= Håvard Jostein Haugen =

Norwegian professor

Håvard J. Haugen (born January 23, 1975) is a Norwegian professor. He is Head of the Department of Biomaterials in Faculty of Dentistry at University of Oslo, Norway.

== Education ==
In 2021, Haugen completed his Master in Chemical Engineering at the Imperial College of Science, Technology and Medicine in London, United Kingdom. Haugen earned a doctoral engineering from the Technische Universitat Munchen in 2004. His PhD thesis title was "Development of an implant to heal gastro-oesophageal reflux diseases."

== Career ==
Haugen worked as a researcher in the biological group: "bioloeart gical hvalves" at Helmholtz Institute for Biomedical Engineering, RWTH Aachen in Germany. He worked as a researcher at the Centre for Tissue Engineering and Regenerative Medicine, Imperial College London in UK. Between 2001 and 2004, he worked at the Central Institute for Medical Engineering at the Technical University of Munich.

He was a Postdoctoral researcher at the Department of Biomaterials, Institute of Clinical Dentistry, University of Oslo from 2005 to 2009. Since 2014, he has been a professor and Head of Department of Biomaterials at University of Oslo.

== Research ==
Haugen`s research interest focuses on biomaterials and bone regeneration. His research areas include biomaterials science, medical devices, bone graft, dental materials and orthopaedics.

== Awards ==
In 2000, Haugen received The British Petroleum Prize in Chemical Engineering, London, UK. Three years later, he received The City and Guild Associateship Award in Chemical Engineering, London, UK. He won the German Innovation Award in Germany, in 2009.

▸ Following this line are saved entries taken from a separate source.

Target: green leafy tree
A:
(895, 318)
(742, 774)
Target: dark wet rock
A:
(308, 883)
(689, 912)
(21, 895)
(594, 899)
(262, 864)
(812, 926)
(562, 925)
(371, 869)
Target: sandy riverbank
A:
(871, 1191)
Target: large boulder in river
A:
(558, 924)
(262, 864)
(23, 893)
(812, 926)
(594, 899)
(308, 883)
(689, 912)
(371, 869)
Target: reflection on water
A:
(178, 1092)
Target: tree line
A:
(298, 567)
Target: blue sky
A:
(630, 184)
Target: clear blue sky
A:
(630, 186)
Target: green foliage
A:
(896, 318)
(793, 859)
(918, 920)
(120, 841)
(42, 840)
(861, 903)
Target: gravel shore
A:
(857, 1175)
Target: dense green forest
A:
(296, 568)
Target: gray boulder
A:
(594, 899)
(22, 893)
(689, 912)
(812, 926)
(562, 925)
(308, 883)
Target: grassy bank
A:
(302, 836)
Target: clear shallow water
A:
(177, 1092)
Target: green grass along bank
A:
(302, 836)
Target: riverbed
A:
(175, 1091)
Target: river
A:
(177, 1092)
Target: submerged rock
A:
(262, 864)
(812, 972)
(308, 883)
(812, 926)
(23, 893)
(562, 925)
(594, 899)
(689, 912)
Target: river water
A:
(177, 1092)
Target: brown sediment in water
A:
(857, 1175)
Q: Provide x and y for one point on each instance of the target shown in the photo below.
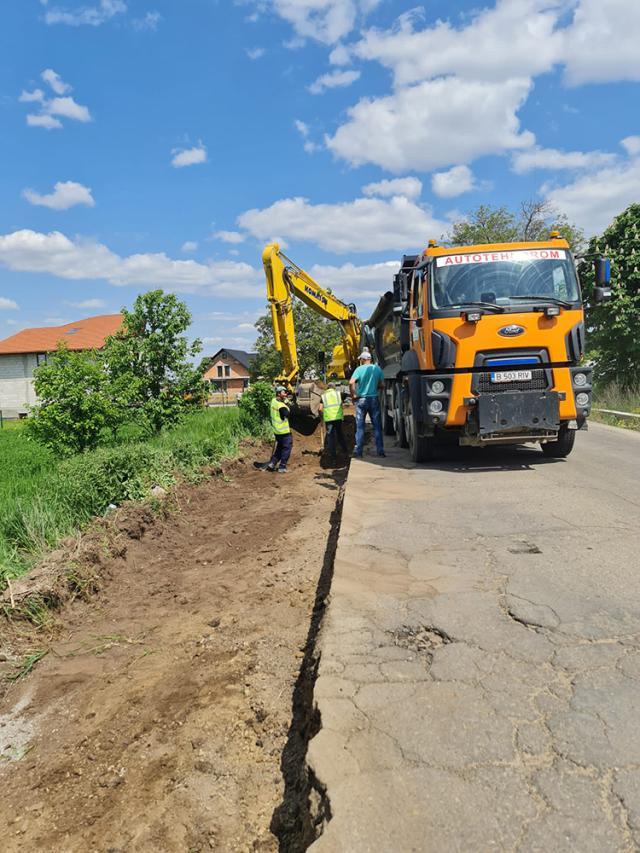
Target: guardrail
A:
(617, 414)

== Organizational affiliations and recognition ==
Between 2012 and 2016, Haugen was the President of the Scandinavian Society for Biomaterials. He is the project manager and recipient of the Research Council of Norway funded research grant between 2022 and 2027, with project title: "Multispecies biofilm for investigate non-antibiotic therpies in dentistry (MISFAITH)".